The first study included 153 undergraduate students who were randomly assigned to perform a "taste test" of one of two types of snacks: either potato chips or apple chips. In addition to the random assignment of snack types, the participants randomly received either a small portion (about 3/4 of an ounce) or a large portion (about 1 1/2 ounces) of that snack. The students were asked to consume however much they desired of the provided snack and then answered survey questions regarding how much they enjoyed the snack (part of the cover story) as well as responding to demographic and other questions. In reality, the authors were interested in how much the participants consumed: any leftovers were weighed to determine how much they had consumed.

For the second study the authors provided snacks - baby carrots - to 77 high school students on their way in to watch a movie. Not only were the students provided one of two portion sizes of the baby carrots (1 1/2 ounces vs. 3 ounces), with the amount consumed measured after the movie, the type of movie differed as well: half the participants watched either "a general romantic comedy" or a comedy about a restaurant, with several scenes focused on food consumption.

In both studies the authors saw that those served the larger portions ate more by weight. In the first study, those served the larger portion ate about 30% more by weight than those who received the smaller portion size. That said, because the potato chips were more calorie-dense, all of those who received potato chips, regardless of the amount served or consumed, ate more calories than those served the apple chips.

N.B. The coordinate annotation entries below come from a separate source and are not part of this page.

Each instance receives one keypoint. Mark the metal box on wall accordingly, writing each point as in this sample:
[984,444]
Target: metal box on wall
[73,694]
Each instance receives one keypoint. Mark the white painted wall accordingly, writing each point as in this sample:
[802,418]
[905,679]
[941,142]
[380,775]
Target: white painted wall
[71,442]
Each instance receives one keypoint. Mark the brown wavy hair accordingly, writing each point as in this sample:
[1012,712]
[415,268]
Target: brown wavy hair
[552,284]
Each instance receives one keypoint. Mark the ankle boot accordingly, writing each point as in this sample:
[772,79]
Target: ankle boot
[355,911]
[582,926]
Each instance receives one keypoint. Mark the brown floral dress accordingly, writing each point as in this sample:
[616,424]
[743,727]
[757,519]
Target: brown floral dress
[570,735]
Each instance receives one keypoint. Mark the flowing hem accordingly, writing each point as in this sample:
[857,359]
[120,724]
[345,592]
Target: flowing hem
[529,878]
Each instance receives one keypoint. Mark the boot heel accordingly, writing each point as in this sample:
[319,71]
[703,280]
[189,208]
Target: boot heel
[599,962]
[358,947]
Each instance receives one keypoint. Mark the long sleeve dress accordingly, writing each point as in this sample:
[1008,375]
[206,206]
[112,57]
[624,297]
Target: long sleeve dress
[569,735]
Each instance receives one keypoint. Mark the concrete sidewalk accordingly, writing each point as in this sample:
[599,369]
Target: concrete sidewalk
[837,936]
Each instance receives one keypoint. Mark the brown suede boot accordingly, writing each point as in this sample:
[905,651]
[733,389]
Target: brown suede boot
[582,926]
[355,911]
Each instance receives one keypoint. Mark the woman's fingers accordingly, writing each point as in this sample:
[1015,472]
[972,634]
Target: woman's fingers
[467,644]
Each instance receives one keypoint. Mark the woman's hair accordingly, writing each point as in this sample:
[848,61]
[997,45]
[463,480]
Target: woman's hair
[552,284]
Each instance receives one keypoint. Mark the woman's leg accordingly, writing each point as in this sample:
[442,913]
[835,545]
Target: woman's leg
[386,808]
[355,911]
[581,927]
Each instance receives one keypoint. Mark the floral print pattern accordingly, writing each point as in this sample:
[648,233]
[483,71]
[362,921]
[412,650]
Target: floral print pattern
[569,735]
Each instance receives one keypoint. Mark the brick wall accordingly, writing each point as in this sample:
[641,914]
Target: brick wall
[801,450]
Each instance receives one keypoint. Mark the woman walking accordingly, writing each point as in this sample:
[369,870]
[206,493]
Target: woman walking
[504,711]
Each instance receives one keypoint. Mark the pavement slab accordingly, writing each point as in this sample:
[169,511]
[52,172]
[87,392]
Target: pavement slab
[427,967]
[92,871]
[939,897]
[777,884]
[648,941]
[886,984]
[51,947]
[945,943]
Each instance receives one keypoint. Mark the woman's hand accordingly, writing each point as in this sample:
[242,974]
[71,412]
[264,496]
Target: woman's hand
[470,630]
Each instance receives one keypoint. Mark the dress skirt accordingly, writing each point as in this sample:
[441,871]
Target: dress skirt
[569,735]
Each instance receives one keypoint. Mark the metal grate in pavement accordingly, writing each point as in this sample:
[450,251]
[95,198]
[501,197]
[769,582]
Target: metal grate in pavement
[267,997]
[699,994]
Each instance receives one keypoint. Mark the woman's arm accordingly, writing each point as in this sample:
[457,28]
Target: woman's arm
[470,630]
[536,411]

In the second study those who were served the larger portion of baby carrots also consumed more than those receiving the smaller portion: once again, about 30% more. Interestingly, those who watched the food-related movie ate a larger percentage of the large portion than of the small portion.

What this means for you

This research supports the idea that larger portions sizes = larger consumption, whether the food is healthy or unhealthy. If you are watching your weight, maintaining weight loss, or working on getting your kids to eat more fruits and vegetables, you can use this research to your advantage by serving larger portions of healthy, low-calorie-density foods like vegetables and fruits: you (and your kids) will fill up faster, consume fewer calories, and be just as satisfied.